The World Cup is good for two things: One, one of the few opportunities for American women to ogle elite soccer players’ sexy-ass physiques. Two, an excuse for DC’s nonprofit office workers to watch the game and get lit at 9 AM on a Thursday morning.
There’s nothing like police brutality and obscene violence to peek my interest in what I’m sure would otherwise be the most boring event on television right now. But if I’m honest with myself, I just as tired of hearing about the political controversy surrounding these big sporting events as I am of seeing score updates on my news feed. How many reports does Amnesty International need to write before police decide to lay off the tear gas and rubber bullets, especially when everyone is watching? Do the Brazilian police not care that the rest of the world is watching them shoot people in the face? Or do they want to outwardly project this macho over-militarization and not realize that it’s actually making the violence worse?
Anyway, go..USA? Nationalism!
The last one I watched was actually the Women’s World Cup in 1999 — yeah, the one where Brandi Chastain threw off her shirt and celebrated after helping the U.S. team defeat China. Being an impressionable 12-year-old (it was also my Spice Girls phase, which hasn’t really gone away), I decided to try out for my school’s soccer team. I wanted to be like Mia Hamm and Briana Scurry. Unfortunately, inspiration wasn’t enough to get me on the team. After that my interest in the men and women’s World Cup waned. I haven’t paid attention to the actual games since. Don’t get me wrong, I like soccer — erm, football — but I find the deep passion and intensity of soccer lovers everywhere to be even more amusing.

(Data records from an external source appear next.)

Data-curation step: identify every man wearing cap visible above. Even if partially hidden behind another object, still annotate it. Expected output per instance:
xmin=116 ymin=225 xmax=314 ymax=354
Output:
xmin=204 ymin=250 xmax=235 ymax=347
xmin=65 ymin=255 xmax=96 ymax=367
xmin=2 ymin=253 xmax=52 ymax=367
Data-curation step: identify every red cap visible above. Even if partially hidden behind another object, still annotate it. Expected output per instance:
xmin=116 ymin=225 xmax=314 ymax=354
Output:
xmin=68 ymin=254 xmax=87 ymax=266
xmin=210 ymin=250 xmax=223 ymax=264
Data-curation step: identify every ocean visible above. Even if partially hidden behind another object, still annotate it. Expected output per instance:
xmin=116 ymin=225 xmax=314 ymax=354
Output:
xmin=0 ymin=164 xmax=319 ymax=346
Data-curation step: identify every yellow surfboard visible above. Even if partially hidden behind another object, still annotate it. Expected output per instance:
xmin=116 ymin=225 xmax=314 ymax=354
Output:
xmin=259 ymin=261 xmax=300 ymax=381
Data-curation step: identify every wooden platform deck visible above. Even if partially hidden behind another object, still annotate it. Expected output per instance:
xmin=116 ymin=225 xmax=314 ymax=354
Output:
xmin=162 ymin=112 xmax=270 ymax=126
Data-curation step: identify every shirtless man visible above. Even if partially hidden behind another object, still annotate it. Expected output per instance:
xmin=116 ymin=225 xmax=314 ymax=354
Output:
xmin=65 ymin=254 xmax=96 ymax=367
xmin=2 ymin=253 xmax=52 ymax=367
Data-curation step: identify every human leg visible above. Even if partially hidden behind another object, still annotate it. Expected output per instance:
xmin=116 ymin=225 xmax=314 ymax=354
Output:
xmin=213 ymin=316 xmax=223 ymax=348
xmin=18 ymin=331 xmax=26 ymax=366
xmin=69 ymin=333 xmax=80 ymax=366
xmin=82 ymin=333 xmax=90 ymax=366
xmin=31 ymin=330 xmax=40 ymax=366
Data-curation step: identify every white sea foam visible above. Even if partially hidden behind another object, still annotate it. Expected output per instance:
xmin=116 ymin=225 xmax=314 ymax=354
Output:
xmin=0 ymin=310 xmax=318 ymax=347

Now, whenever I hear about the World Cup, I’m reminded of college a few years ago and a roommate’s (an international student from Africa) spirited goal scream whenever her favorite team scored.
I do not care about the World Cup, let alone soccer—I mean, football. The political aspect is actually pretty intriguing to me, especially since the Black Bloc anarchists are a feature in the protests and skirmishes. It is hard to tell the actual extent to which they actively provoke confrontations (here is a somewhat neutral piece on their history and tactics). While they seem to represent a small segment of the protesters, I think their participation underscores the political-social significance of the World Cup: the Brazilian government has been taxing the shit out of its citizens….for the benefit of cronies.
Um. World Cup. We’re talking about Quidditch here, right?